= Jose V. Romero Jr. =

Filipino statesman and diplomat (1934–2018)

Jose Emeterio Villanueva Romero Jr. (4 May 1934 – 10 September 2018), also known as Joe Romero or Jose V. Romero Jr., was a Filipino statesman and diplomat.

==Early life and education==
Romero was born on May 4, 1934, to José E. Romero and Elisa Zuñiga Villanueva. His father was the first Philippine ambassador to the Court of St. James's, while his brother Eddie Romero was a National Artist of the Philippines for cinema.

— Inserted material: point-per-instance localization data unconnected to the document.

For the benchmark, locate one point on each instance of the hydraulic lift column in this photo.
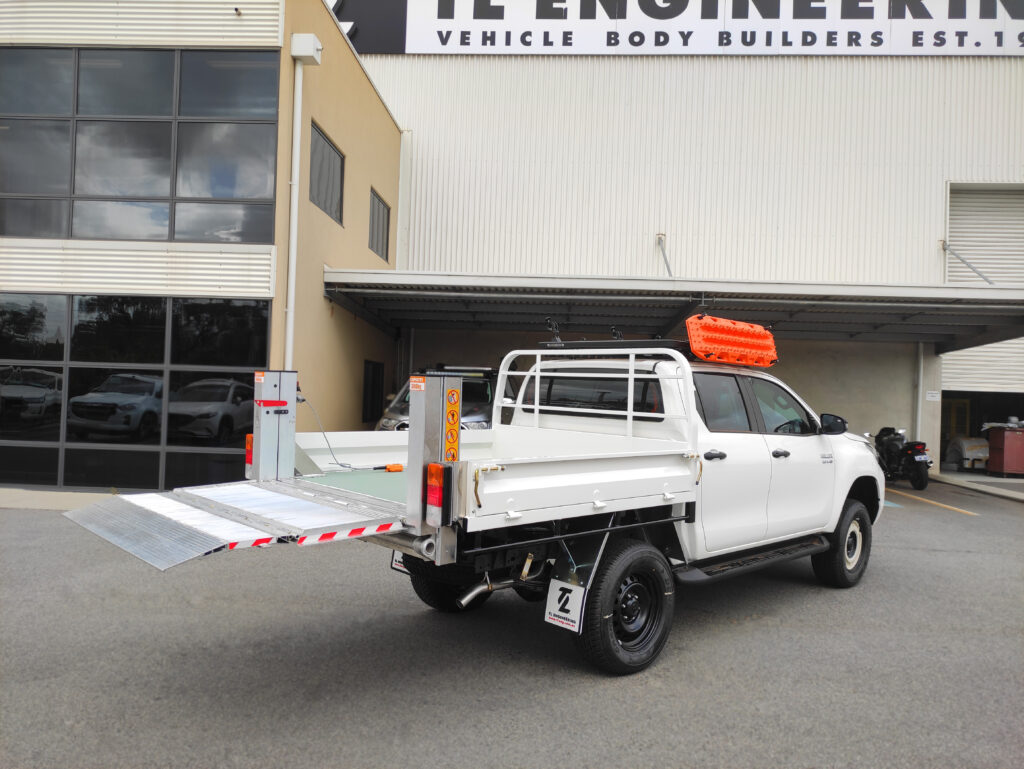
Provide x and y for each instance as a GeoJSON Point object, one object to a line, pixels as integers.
{"type": "Point", "coordinates": [273, 426]}
{"type": "Point", "coordinates": [434, 423]}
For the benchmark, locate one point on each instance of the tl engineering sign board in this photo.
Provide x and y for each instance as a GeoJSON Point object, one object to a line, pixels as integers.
{"type": "Point", "coordinates": [852, 28]}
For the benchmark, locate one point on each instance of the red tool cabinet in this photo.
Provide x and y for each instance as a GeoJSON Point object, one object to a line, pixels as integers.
{"type": "Point", "coordinates": [1006, 451]}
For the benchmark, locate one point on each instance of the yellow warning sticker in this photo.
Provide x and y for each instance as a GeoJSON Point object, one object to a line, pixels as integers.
{"type": "Point", "coordinates": [453, 412]}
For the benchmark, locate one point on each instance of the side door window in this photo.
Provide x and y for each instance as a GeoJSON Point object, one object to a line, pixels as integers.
{"type": "Point", "coordinates": [781, 413]}
{"type": "Point", "coordinates": [720, 402]}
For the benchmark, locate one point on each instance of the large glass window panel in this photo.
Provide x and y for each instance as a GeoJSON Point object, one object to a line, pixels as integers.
{"type": "Point", "coordinates": [88, 467]}
{"type": "Point", "coordinates": [219, 332]}
{"type": "Point", "coordinates": [33, 327]}
{"type": "Point", "coordinates": [226, 161]}
{"type": "Point", "coordinates": [123, 160]}
{"type": "Point", "coordinates": [239, 84]}
{"type": "Point", "coordinates": [121, 220]}
{"type": "Point", "coordinates": [223, 222]}
{"type": "Point", "coordinates": [115, 406]}
{"type": "Point", "coordinates": [33, 218]}
{"type": "Point", "coordinates": [36, 81]}
{"type": "Point", "coordinates": [200, 469]}
{"type": "Point", "coordinates": [125, 82]}
{"type": "Point", "coordinates": [30, 402]}
{"type": "Point", "coordinates": [29, 466]}
{"type": "Point", "coordinates": [35, 157]}
{"type": "Point", "coordinates": [118, 330]}
{"type": "Point", "coordinates": [210, 409]}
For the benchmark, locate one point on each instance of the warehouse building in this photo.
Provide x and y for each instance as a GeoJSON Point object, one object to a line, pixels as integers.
{"type": "Point", "coordinates": [477, 168]}
{"type": "Point", "coordinates": [148, 156]}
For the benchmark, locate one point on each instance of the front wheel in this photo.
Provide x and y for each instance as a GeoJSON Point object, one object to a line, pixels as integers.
{"type": "Point", "coordinates": [845, 562]}
{"type": "Point", "coordinates": [919, 475]}
{"type": "Point", "coordinates": [628, 615]}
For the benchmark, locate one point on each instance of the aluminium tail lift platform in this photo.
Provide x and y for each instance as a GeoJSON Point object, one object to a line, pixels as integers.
{"type": "Point", "coordinates": [165, 529]}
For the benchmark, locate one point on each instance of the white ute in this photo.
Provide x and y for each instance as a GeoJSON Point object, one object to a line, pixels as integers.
{"type": "Point", "coordinates": [620, 472]}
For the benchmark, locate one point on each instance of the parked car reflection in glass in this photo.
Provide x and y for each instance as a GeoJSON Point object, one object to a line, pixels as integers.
{"type": "Point", "coordinates": [124, 406]}
{"type": "Point", "coordinates": [211, 411]}
{"type": "Point", "coordinates": [30, 402]}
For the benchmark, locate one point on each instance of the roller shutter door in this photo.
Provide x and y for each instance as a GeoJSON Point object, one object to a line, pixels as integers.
{"type": "Point", "coordinates": [986, 227]}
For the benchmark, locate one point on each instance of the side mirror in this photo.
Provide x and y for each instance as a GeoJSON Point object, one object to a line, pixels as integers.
{"type": "Point", "coordinates": [833, 425]}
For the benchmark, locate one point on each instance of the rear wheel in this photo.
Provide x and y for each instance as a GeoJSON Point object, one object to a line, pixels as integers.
{"type": "Point", "coordinates": [628, 615]}
{"type": "Point", "coordinates": [845, 562]}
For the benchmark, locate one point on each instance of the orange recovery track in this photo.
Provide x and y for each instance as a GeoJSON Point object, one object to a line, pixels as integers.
{"type": "Point", "coordinates": [727, 341]}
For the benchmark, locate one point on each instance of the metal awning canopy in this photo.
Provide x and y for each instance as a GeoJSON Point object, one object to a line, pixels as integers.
{"type": "Point", "coordinates": [952, 317]}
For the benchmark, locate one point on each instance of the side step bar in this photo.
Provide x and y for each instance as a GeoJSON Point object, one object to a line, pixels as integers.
{"type": "Point", "coordinates": [712, 570]}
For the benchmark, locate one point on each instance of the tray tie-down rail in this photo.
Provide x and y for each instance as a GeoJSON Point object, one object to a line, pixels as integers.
{"type": "Point", "coordinates": [165, 529]}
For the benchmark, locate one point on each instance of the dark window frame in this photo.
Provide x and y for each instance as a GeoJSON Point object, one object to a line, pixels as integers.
{"type": "Point", "coordinates": [175, 119]}
{"type": "Point", "coordinates": [330, 145]}
{"type": "Point", "coordinates": [376, 204]}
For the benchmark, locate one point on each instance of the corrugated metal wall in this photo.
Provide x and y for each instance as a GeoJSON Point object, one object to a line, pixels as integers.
{"type": "Point", "coordinates": [986, 227]}
{"type": "Point", "coordinates": [992, 368]}
{"type": "Point", "coordinates": [136, 268]}
{"type": "Point", "coordinates": [755, 168]}
{"type": "Point", "coordinates": [182, 23]}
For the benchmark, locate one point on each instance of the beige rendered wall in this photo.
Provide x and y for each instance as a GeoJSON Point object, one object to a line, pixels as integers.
{"type": "Point", "coordinates": [871, 385]}
{"type": "Point", "coordinates": [331, 345]}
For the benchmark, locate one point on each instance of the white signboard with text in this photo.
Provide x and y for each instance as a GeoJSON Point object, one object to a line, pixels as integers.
{"type": "Point", "coordinates": [861, 28]}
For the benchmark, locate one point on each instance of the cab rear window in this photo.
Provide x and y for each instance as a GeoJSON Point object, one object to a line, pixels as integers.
{"type": "Point", "coordinates": [594, 393]}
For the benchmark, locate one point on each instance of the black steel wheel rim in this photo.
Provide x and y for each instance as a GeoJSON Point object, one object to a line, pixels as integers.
{"type": "Point", "coordinates": [637, 610]}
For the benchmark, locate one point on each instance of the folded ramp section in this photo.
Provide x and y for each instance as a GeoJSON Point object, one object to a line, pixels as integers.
{"type": "Point", "coordinates": [308, 512]}
{"type": "Point", "coordinates": [165, 529]}
{"type": "Point", "coordinates": [162, 530]}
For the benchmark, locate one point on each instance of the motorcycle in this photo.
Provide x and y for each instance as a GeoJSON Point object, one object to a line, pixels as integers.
{"type": "Point", "coordinates": [901, 459]}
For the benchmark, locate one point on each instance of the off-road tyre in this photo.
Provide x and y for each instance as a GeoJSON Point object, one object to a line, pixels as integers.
{"type": "Point", "coordinates": [440, 587]}
{"type": "Point", "coordinates": [845, 562]}
{"type": "Point", "coordinates": [628, 615]}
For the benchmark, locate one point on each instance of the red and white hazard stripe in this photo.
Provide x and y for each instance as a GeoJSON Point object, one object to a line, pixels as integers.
{"type": "Point", "coordinates": [347, 533]}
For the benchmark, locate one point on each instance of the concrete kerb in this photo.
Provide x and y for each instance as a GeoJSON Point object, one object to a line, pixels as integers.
{"type": "Point", "coordinates": [38, 499]}
{"type": "Point", "coordinates": [1006, 494]}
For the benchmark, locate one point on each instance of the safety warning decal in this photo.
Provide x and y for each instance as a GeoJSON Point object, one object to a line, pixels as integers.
{"type": "Point", "coordinates": [453, 412]}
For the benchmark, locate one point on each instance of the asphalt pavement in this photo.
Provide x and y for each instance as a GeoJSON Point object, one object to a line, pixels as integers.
{"type": "Point", "coordinates": [324, 657]}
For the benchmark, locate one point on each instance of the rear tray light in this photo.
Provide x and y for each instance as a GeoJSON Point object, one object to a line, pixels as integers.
{"type": "Point", "coordinates": [438, 494]}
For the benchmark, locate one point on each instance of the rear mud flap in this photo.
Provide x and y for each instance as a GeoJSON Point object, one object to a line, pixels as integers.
{"type": "Point", "coordinates": [570, 581]}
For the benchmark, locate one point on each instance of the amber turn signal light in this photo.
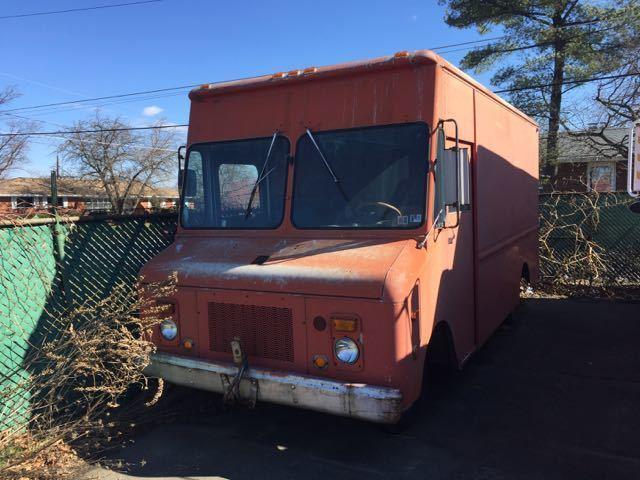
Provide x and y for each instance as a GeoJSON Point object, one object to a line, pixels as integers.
{"type": "Point", "coordinates": [168, 308]}
{"type": "Point", "coordinates": [320, 361]}
{"type": "Point", "coordinates": [344, 324]}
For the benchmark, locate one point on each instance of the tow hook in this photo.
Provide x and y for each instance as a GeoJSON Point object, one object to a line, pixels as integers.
{"type": "Point", "coordinates": [232, 394]}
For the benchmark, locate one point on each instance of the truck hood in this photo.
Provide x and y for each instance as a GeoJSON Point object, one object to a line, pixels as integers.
{"type": "Point", "coordinates": [333, 267]}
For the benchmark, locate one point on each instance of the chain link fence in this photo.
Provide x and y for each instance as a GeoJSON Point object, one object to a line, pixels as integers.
{"type": "Point", "coordinates": [590, 239]}
{"type": "Point", "coordinates": [70, 338]}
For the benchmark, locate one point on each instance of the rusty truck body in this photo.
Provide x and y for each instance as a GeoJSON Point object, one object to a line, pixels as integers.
{"type": "Point", "coordinates": [342, 226]}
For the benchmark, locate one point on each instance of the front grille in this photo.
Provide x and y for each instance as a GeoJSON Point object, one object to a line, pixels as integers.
{"type": "Point", "coordinates": [265, 332]}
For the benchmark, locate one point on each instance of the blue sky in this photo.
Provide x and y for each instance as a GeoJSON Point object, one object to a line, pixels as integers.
{"type": "Point", "coordinates": [72, 56]}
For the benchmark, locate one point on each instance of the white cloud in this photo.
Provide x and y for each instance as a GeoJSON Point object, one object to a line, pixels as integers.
{"type": "Point", "coordinates": [152, 111]}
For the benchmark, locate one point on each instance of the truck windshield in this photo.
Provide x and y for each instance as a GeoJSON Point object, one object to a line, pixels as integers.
{"type": "Point", "coordinates": [220, 178]}
{"type": "Point", "coordinates": [379, 180]}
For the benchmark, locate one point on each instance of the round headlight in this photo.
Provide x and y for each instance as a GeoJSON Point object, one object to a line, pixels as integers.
{"type": "Point", "coordinates": [169, 330]}
{"type": "Point", "coordinates": [346, 350]}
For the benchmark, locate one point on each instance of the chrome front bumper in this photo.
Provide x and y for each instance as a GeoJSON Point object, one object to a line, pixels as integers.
{"type": "Point", "coordinates": [366, 402]}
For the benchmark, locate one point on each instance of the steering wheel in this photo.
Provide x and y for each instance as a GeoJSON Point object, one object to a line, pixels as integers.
{"type": "Point", "coordinates": [373, 206]}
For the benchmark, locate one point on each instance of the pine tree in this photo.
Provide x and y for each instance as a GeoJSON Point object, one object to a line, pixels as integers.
{"type": "Point", "coordinates": [547, 43]}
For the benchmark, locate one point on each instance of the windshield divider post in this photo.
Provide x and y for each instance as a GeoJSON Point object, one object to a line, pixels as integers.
{"type": "Point", "coordinates": [261, 177]}
{"type": "Point", "coordinates": [329, 169]}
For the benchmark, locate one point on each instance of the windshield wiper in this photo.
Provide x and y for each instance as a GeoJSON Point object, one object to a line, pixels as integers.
{"type": "Point", "coordinates": [336, 180]}
{"type": "Point", "coordinates": [261, 177]}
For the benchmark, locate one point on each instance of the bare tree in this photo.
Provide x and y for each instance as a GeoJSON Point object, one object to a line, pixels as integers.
{"type": "Point", "coordinates": [126, 164]}
{"type": "Point", "coordinates": [13, 142]}
{"type": "Point", "coordinates": [616, 104]}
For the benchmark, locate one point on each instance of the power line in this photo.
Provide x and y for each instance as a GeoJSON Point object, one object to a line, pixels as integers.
{"type": "Point", "coordinates": [98, 130]}
{"type": "Point", "coordinates": [125, 129]}
{"type": "Point", "coordinates": [98, 7]}
{"type": "Point", "coordinates": [184, 87]}
{"type": "Point", "coordinates": [107, 97]}
{"type": "Point", "coordinates": [568, 82]}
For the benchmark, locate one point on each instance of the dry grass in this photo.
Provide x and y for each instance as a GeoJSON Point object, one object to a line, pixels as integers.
{"type": "Point", "coordinates": [64, 406]}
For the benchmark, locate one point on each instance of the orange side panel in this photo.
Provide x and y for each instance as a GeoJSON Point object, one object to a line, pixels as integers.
{"type": "Point", "coordinates": [506, 202]}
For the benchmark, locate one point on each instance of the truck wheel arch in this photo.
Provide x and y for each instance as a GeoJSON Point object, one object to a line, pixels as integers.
{"type": "Point", "coordinates": [441, 351]}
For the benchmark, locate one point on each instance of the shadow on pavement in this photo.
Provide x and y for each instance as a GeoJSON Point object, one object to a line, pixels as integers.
{"type": "Point", "coordinates": [553, 394]}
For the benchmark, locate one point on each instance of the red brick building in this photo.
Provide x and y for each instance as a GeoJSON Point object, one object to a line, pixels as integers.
{"type": "Point", "coordinates": [588, 164]}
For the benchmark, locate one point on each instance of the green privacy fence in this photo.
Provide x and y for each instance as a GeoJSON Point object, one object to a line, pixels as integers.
{"type": "Point", "coordinates": [589, 239]}
{"type": "Point", "coordinates": [38, 279]}
{"type": "Point", "coordinates": [584, 238]}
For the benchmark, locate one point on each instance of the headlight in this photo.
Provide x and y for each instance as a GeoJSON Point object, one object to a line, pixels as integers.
{"type": "Point", "coordinates": [169, 330]}
{"type": "Point", "coordinates": [346, 350]}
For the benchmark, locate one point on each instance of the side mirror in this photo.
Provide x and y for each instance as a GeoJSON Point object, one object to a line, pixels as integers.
{"type": "Point", "coordinates": [181, 157]}
{"type": "Point", "coordinates": [447, 177]}
{"type": "Point", "coordinates": [189, 182]}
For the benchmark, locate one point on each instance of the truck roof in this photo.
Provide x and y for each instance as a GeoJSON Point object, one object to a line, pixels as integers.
{"type": "Point", "coordinates": [399, 60]}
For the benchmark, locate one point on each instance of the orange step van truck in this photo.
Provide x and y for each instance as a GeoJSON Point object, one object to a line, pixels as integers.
{"type": "Point", "coordinates": [340, 227]}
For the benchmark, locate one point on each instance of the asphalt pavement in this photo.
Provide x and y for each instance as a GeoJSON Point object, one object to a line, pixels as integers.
{"type": "Point", "coordinates": [554, 394]}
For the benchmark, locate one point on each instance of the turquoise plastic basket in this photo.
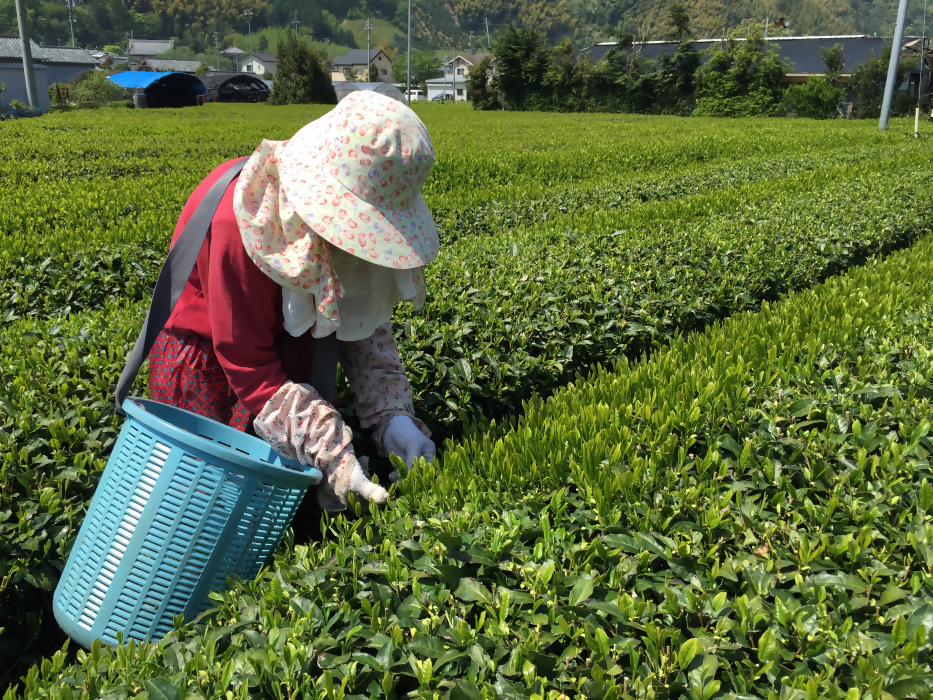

Romero's father was the son of Francisco Romero Sr., mayor of Tanjay, Negros Oriental from 1909 to 1916 and later a member of the Provincial Board of Negros Oriental, and Josefa Calumpang Muñoz, daughter of Tanjay gobernadorcillo Don José Teves Muñoz and Doña Aleja Ines Calumpang, a great-granddaughter of Don Fernando Velaz de Medrano Bracamonte y Dávila (es), Marquis of Tabuérniga de Velazar (es), 15th Marquis of Cañete (GE) (es), 6th Marquis of Fuente el Sol (es), 8th Marquis of Navamorcuende (es), 15th Lord of Montalbo, and Knight of the Order of St. John.

Romero was formerly married to Carmelita Beatriz Espina Corominas of Cebu and had three children. She is the niece of Anita Corominas-Guerrero, wife of León María Guerrero III who succeeded José E. Romero as Philippine ambassador to the Court of St. James's.

Romero obtained his bachelor's and master's degrees in history and economics from Trinity College, Cambridge. He did postgraduate work in economics at Georgetown University and obtained a doctorate degree in development management from the University of Asia and the Pacific.

== Professional career ==
Upon Romero's return from his studies at Cambridge, he worked as an economist at the Department of Economic Research of the Central Bank of the Philippines. He was later the director-general of the Congressional Economic Planning Office of the Philippine House of Representatives during the speakerships of José Laurel Jr. and Cornelio Villareal. He was executive director of the United Coconut Authority of the Philippines in the mid-1960s and served as president of the Philippine Economic Society from 1971 to 1972.

In 1981, Romero co-founded the Makati Business Club together with Enrique Zobel, Rogelio Pantaleon and Bernardo Villegas.

During the presidency of Corazon Aquino, Romero served simultaneously as chairman of the Philippine Coconut Authority and undersecretary of the Department of Agriculture. He later served as board member of United Coconut Planters Bank and president of the Coconut Investment Fund Management Company.

Romero was later appointed Philippine ambassador extraordinary and plenipotentiary to Italy. While chief of mission to Rome, he was also the executive director of the Common Fund for Commodities and permanent representative to the Food and Agriculture Organization and the International Fund for Agricultural Development.

Romero served as a professorial lecturer and long-time trustee of the University of Asia and the Pacific and the Asian Institute of Journalism and Communication. He also lectured at various times at the Ateneo de Manila University, the Asian Social Institute, St. Paul University Dumaguete and Silliman University.

As a writer and scholar, he authored three books on Philippine political economy and the coconut industry: Philippine Political Economy, Postwar Political Economy: 1946-1965, and Transforming the Coconut Industry: Institutional and Policy Reforms Toward Shared Development. He was also a business columnist and publisher. He was formerly the business editor and assistant publisher of the Manila Bulletin and contributed to the Financial Times and The Manila Times.

Romero was president of the Philippine Ambassadors Foundation, Inc., an association of active and retired diplomats in the Philippines. At the time of his death in 2018, he was chairman of the Philippine Council for Foreign Relations.

== Death ==
Romero died, at 84, on 10 September 2018 in Baltimore, Maryland while visiting family.